ErnestHemingway-1944

Yeah, that’s Hemingway on the right, at the liberation of Paris.

Or this gal:

Gellhorn

That’s Martha Gellhorn, the greatest female war correspondent of all time. At the D-Day landing, while her estranged husband, Hemingway, was stuck on a troop ship in the English Channel, she masqueraded as a nurse and stowed away on a hospital ship — and became the first reporter on Omaha Beach after it was secured. She wasn’t about to let some clown with stripes on his shoulders prevent her from doing her job.

And what was that job? Not to be popular, not to get face time on television, not to hold down a gig with one of the weekly news magazines, and also “contribute” as a talking head to a cable-news network, plus write books in which you deliberately withhold information, gleaned as a reporter, from the public until you can use it later in a tell-all book.

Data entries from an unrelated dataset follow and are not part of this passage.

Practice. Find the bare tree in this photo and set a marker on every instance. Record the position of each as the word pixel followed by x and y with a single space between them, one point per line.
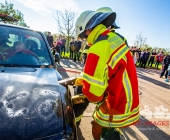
pixel 140 40
pixel 65 23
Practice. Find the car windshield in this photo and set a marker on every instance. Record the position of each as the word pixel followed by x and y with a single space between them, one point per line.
pixel 22 47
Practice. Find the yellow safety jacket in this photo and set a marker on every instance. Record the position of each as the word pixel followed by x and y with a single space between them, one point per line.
pixel 110 79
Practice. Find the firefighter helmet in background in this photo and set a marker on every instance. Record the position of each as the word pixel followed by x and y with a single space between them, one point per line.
pixel 89 19
pixel 105 10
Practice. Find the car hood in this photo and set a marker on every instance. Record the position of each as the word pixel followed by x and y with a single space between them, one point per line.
pixel 30 103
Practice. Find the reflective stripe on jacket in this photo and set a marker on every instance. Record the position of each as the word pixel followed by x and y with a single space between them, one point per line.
pixel 110 70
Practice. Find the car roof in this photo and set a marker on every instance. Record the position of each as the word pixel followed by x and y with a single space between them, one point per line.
pixel 16 26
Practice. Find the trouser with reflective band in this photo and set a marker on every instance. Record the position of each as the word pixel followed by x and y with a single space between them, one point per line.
pixel 104 132
pixel 79 108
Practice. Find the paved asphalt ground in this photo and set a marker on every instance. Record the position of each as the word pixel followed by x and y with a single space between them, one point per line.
pixel 154 123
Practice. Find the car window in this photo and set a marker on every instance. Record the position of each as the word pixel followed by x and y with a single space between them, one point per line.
pixel 22 47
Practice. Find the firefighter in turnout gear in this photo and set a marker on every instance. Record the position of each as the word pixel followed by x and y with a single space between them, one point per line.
pixel 114 25
pixel 109 76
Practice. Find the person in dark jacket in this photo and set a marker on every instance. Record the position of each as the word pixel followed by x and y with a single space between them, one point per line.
pixel 145 58
pixel 78 44
pixel 159 57
pixel 166 62
pixel 152 57
pixel 50 39
pixel 72 47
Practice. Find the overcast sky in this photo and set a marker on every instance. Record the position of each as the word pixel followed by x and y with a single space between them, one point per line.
pixel 151 18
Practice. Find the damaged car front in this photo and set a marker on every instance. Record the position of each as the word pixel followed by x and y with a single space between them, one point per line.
pixel 33 105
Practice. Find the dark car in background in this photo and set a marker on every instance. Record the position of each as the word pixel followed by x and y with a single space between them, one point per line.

No, the job was get the story. By any means necessary.

So shame on the reporters for letting themselves be herded like sheep. Shame on them for not standing up for their rights, and getting arrested if necessary. And most of all, shame on them for not getting the story. If you’re wondering why journalism is currently in such low repute, you need look no further.

Meanwhile, have a look at this: It’s the first nine minutes of His Girl Friday, Howard Hawks’s remake of the Ben Hecht-Charles MacArthur classic play and an earlier film. Sure, it’s sort of fiction, but Hecht and MacArthur were both Chicago newspapermen before they became screenwriters, and they got everything right about the men and women in the profession: the amoral bravery, the wit, the cunning and sheer joy in beating the system and getting at, however imperfectly, the truth.

At least enough of the truth to sell newspapers the next day.